Applying AI and Cloud for content analysis at the RTVE Archive
by Fondo Documental RTVE – Estrategia Tecnológica RTVE.
The AI and cloud content analysis project has been developed in cooperation with the Digital Strategy Area of RTVE as part of a strategic plan for the company’s digital transformation. RTVE selected in a public tender the proposal of the Spanish companies, VSN and Etiqmedia. RTVE’s technological purpose was to prepare the archive management system to receive automatically generated metadata, measure the quality and quantity of this metadata, and design automatic workflows from content selection to metadata integration in the archive system.

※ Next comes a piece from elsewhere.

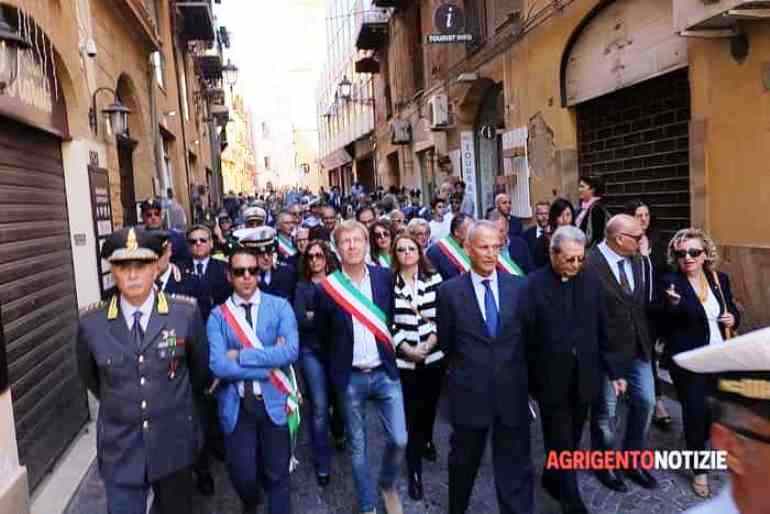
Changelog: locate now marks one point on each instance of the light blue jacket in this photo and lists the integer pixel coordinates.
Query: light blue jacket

The project’s main goal was to apply metadata management automation using Artificial Intelligence to 11,000 hours of content from RTVE Archive, including material produced by the broadcaster in the 60s and 70s. One of the main requirements of the project was to integrate this solution into a private cloud service provided by a supplier using their technology or integrating third-party technology. Therefore, the project requested a MAM tool available to work with AI engines in a private cloud environment. VSN presented its project based on integrating its cloud-ready MAM System, VSNExplorer MAM, working with Etiqmedia’s AI engine.
The project has two phases: A testing process, developed from May 2021 to October 2021 and the final one-year project implementation starting in October 2021, which is currently in operation. During the first one, RTVE and VSN defined the workflows between teams and completed the equipment installation. In addition, this testing phase successfully processed 160 hours of audio and video.
The workflow process starts with the ingesting of the content from the RTVE Archive on VSNExplorer MAM. During this phase, the system creates an asset with the media and an XML file with information about the content provided by the network. Once the content is ready on the system, the Etiqmedia AI engine starts the analysis and generates the content’s metadata. In terms of audio, this technology can retrieve a complete text transcription in just a few minutes, its capitalization and accentuation, and it also recognizes people, places, events, products, organizations, and dates. Furthermore, it extracts an automated catalog of the content and the main keywords. On the video side, the AI allows facial recognition and identifies and catalog the scene, along with the objects, tags, and signs that appear in the footage.
When the process is over, all the extracted information is displayed in a single centralized interface on VSNExplorer MAM. Here, RTVE’s professionals can review, check and edit the results to adjust them to the correct catalog parameters in a simple and fast way. Once this check is completed, the system automatically calculates the transcription WER (Word Error Rate), comparing the results obtained by the engine with the cataloger’s correction.
After all these steps are completed, VSNExplorer MAM creates several XML Files with all this information that goes back to the RTVE Archive. Therefore, the process of content metadata is fully automated and provides an enormous amount of data within a few minutes. It only needs to be checked and controlled by RTVE’s cataloguers. Thanks to this, the process is much more efficient and accurate.